RÉFLEXIONS pour Rm 14:13
Paul attire l'attention sur ce qui peut détruire la paix à l'intérieur de la communauté ecclésiale. Que faire si, à la même table, pendant le repas de la fraction du pain, s'assoient des Juifs fidèles, pour qui toutes les prescriptions religieuses du judaïsme sont importantes, et des païens pour qui ces prescriptions ne comptent pas du tout ?
Peut-on mettre sur la table une nourriture non cachère simplement parce que, pour les chrétiens, les questions de cacherout ne sont plus actuelles ? D'un côté, oui, et on ne peut accuser de trahison celui qui renonce à la nourriture cachère. Mais, d'un autre côté, il y a aussi les relations entre les membres de la communauté. Les relations d'amour mutuel. L'apôtre comprend parfaitement que l'homme ne s'accroche pas à la religion par force, mais par faiblesse.
Par faiblesse spirituelle, qui, ne permettant pas à l'homme de vivre pleinement ses relations avec Dieu et avec le Christ, l'oblige à chercher un appui dans ce qui n'a pas de rapport direct ni avec le Royaume ni avec la vie spirituelle.
La religion, ce sont des béquilles. Mais peut-on enlever les béquilles à celui qui ne peut pas s'en passer, uniquement parce que d'autres, sains et forts, s'en passent très bien ? Évidemment non. Et même faire parade de sa force et de sa santé devant ceux qui en sont privés n'est pas très fraternel. Certes, il ne s'agit pas pour les bien portants de faire semblant d'être malades ou de se conduire comme des malades.

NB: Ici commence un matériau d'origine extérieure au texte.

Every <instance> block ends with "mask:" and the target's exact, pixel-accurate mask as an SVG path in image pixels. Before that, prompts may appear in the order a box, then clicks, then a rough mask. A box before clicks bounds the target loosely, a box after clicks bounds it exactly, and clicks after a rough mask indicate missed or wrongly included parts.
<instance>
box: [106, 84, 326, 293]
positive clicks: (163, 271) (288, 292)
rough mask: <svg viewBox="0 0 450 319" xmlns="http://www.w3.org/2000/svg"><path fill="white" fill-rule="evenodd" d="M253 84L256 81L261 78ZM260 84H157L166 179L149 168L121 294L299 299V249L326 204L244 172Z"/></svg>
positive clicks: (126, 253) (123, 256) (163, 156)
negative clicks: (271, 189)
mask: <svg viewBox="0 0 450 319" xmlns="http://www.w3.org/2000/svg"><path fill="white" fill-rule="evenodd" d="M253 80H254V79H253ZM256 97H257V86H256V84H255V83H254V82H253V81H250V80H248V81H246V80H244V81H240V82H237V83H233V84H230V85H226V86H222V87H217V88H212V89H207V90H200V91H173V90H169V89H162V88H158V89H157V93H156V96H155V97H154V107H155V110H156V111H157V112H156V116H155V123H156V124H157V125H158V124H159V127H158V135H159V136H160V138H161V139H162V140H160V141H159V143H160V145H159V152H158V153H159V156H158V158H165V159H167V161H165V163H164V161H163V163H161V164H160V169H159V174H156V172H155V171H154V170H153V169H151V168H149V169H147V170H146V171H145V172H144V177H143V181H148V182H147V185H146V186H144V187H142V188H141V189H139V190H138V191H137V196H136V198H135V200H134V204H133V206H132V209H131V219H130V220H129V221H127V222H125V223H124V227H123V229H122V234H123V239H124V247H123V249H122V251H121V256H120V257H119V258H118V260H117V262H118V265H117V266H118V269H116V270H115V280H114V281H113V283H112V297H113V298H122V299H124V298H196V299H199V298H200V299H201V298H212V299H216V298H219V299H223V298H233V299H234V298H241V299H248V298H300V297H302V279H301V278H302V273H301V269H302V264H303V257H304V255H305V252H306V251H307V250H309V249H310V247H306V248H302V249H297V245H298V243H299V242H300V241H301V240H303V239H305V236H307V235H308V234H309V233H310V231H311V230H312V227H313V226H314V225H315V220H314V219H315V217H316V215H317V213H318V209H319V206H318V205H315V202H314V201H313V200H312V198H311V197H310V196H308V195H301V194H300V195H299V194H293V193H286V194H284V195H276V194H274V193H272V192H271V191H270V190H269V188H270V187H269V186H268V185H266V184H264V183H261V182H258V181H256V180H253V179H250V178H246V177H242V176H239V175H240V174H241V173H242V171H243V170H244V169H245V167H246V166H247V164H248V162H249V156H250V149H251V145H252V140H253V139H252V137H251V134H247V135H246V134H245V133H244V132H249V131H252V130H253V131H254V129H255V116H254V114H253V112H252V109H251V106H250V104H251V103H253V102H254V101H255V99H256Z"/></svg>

Mais s'il se trouve que l'on doit partager la route avec ceux qui ne peuvent pas se passer de béquilles, ce sont précisément les bien portants qui doivent adapter leur marche aux malades, et non l'inverse. Bien sûr, l'homme qui sent sa force a toujours envie de la laisser s'exprimer et de se manifester pleinement. Mais alors il faudra oublier les faibles, ceux qui ne peuvent pas suivre les forts. Et avec eux il faudra oublier l'amour, sans lequel aucune force ne vaut quoi que ce soit.